Banda started her music career at the age of nine with the Kamwendo Brothers Band. She later joined the Ravers Band, Wepaz, Mitondo, and Sapitwa, becoming a star vocalist. She has also performed with her brother Jack Kamwendo's One Mega Band. Her father, the late Kamwendo Phiri, was a banjo player, and she used to sing with her brothers, who later formed the Kamwendo Brothers Band. Her sister, Beatrice Kamwendo, also became a professional singer and dancer (she died in 2019).

== Gospel Music And Success ==

Ethel was known for her dance moves, stage presence and voice. In the early 2000s, she became a born-again Christian and shifted her focus to gospel music.

Her first gospel album, Amen, was initially received with skepticism.
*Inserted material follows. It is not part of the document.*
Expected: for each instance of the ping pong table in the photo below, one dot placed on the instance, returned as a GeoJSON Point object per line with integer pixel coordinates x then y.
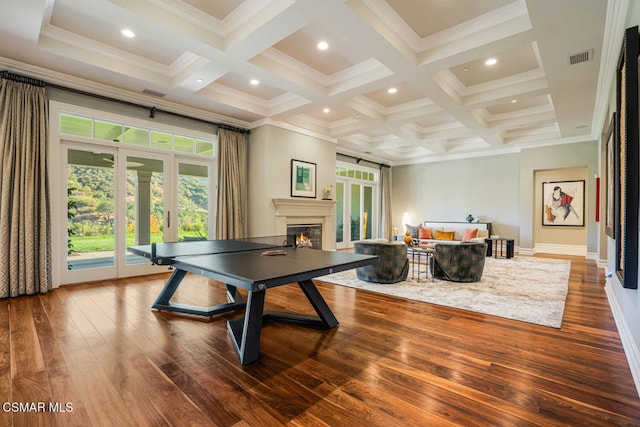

However, following the success of its lead single, the album gained momentum. Shortly after, she released her second gospel album, Ndiumboni. The album became a crossover hit with several successful songs.

Her most significant success came with the album Mwatikondera, which became one of the best-selling Malawian album. It was praised for its innovative, futuristic production, Ethel’s powerful vocals, and strong songwriting and as its hit songs.

In the 2010s, she received an honorary doctorate in recognition of her contributions to the music industry.

== Discography ==
- Mwatenga Mbiri Muliyenda (1993)
- Mwatonyanya Nsanje
- Amen!
- Ndiumboni
- Hossana
- Mwatikondera (2007)
- Ndinu Nokha (2008)
- Zabwino Zonse (2011)
- Chete (2012
- Ndilipanzere (2017)
- Tate Ndinu Woyera (2018)
- Moyo Wanga (2019)

== Awards ==
Banda has released several albums and DVDs, which are among the best-selling in Malawi. She has won numerous awards, including:
- Best Female Gospel Artist (Malawi Music Awards)
- Best Gospel Album (Malawi Music Awards)
- Best Video (Malawi Music Awards)

== Personal life ==
Banda is married with three children.